DeepSeek è di nuovo sotto accusa. Stavolta i ricercatori sospettano che abbia usato Gemini di Google per addestrare il suo ultimo modello R1. E le prove, anche se non definitive, sono piuttosto interessanti.
R1 di DeepSeek ha usato i dati di Gemini, le prove
Sam Paech, uno sviluppatore di Melbourne, ha pubblicato quella che considera una prova: il modello R1-0528 di DeepSeek tende a usare parole ed espressioni simili a quelle che usa Gemini 2.5 Pro di Google. Non è una pistola fumante, d’accordo. Ma lo sviluppatore, che ha creato SpeechMap (un benchmark per misurare quanto liberamente un chatbot può parlare di argomenti controversi), ha notato qualcosa di ancora più sospetto. Le “tracce” del modello DeepSeek, i passaggi intermedi del suo ragionamento verso una risposta, somigliano sorprendentemente a quelle generate da Gemini.

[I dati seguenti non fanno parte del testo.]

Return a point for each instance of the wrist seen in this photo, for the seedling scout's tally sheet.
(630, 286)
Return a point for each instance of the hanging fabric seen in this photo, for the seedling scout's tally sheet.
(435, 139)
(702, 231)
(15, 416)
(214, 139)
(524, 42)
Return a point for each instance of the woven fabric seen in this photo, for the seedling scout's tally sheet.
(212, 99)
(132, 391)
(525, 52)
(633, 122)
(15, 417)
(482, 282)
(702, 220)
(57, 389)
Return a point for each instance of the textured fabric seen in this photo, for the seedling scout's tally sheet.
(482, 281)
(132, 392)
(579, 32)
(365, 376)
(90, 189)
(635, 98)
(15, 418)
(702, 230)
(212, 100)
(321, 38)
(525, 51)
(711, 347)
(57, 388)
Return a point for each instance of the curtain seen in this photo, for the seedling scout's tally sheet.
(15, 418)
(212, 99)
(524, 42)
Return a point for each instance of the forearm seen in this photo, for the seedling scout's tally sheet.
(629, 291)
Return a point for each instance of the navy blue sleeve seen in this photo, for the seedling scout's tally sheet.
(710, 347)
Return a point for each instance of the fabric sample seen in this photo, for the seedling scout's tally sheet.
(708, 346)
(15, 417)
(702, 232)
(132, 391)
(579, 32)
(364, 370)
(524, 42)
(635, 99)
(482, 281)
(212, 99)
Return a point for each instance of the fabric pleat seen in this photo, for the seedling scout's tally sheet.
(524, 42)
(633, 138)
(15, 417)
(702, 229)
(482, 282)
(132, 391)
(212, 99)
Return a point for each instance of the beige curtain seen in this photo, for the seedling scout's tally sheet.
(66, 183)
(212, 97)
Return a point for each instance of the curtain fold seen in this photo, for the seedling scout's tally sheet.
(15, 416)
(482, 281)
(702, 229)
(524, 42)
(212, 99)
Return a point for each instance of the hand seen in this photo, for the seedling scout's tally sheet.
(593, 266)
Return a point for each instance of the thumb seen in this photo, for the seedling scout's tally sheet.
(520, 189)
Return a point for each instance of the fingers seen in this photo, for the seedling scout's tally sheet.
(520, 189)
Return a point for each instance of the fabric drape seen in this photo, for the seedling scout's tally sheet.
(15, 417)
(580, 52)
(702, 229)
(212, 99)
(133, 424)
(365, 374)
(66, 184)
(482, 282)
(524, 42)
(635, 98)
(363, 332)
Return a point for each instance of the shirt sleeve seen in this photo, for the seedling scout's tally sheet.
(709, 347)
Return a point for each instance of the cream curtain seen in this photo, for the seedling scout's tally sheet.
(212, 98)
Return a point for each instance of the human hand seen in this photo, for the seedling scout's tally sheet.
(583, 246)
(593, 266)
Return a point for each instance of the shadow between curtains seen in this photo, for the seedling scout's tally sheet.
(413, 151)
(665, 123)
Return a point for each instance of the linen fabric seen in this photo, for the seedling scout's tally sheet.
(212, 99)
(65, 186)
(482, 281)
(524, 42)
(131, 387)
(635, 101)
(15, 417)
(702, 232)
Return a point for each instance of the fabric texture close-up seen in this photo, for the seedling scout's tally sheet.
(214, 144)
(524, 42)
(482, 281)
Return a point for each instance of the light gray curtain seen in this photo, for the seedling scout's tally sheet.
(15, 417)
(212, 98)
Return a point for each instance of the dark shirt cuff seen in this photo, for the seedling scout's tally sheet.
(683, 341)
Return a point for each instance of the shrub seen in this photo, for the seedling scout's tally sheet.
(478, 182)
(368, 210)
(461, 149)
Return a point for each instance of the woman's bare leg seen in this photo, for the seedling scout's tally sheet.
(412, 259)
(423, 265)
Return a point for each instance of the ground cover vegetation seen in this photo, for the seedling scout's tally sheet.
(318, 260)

Non è la prima volta che DeepSeek finisce nei guai per queste cose. A dicembre, il modello V3 continuava a dire di essere ChatGPT… e il mese dopo, OpenAI ha spiegato al Financial Times di aver scoperto che DeepSeek stava usando la “distillazione” per rubare le conoscenze del suo chatbot. Anche Microsoft ha notato che sono stati rubati enormi quantità di dati dagli account sviluppatori di OpenAI. E secondo l’azienda, questi account erano collegati proprio a DeepSeek.
La distillazione non è illegale, ma…
La distillazione di per sé non è una pratica rara nel mondo dell’AI. Il problema è che i termini di servizio di OpenAI vietano esplicitamente ai clienti di usare gli output dei loro modelli per costruire AI concorrenti. Ma bisogna anche considerare che DeepSeek ha poche GPU e tanti soldi, quindi non sarebbe così strano che possa aver addestrato i suoi sistemi su ChatGPT, il migliore modello API disponibile.
È altrettanto vero però, che tanti modelli AI si confondono sull’identità e finiscono per usare parole simili. Il problema è che Internet si sta riempiendo di spazzatura prodotta dall’intelligenza artificiale. Quando le aziende AI vanno a pescare dati per addestrare i loro modelli, finiscono per raccogliere anche un sacco di roba già generata da altre AI. È un circolo vizioso: l’AI si addestra su contenuti creati da altre AI, e così via.
Le contromisure per limitare il furto di dati
Per evitare questi furti di dati, le aziende AI stanno aumentando le misure di sicurezza. Ad aprile, OpenAI ha iniziato a richiedere alle aziende la verifica dell’identità per accedere a certi modelli avanzati. Il processo richiede un documento d’identità governativo di uno dei paesi supportati dall’API di OpenAI, e la Cina non è nella lista.
Google ha fatto una cosa ancora più furba. Invece di mostrare tutti i “pensieri” di Gemini mentre ragiona, ora li riassume. In questo modo, è più difficile addestrare modelli rivali sulle tracce di Gemini. Anche Anthropic a maggio ha deciso di nascondere meglio come funziona Claude per proteggere il suo “vantaggio competitivo“.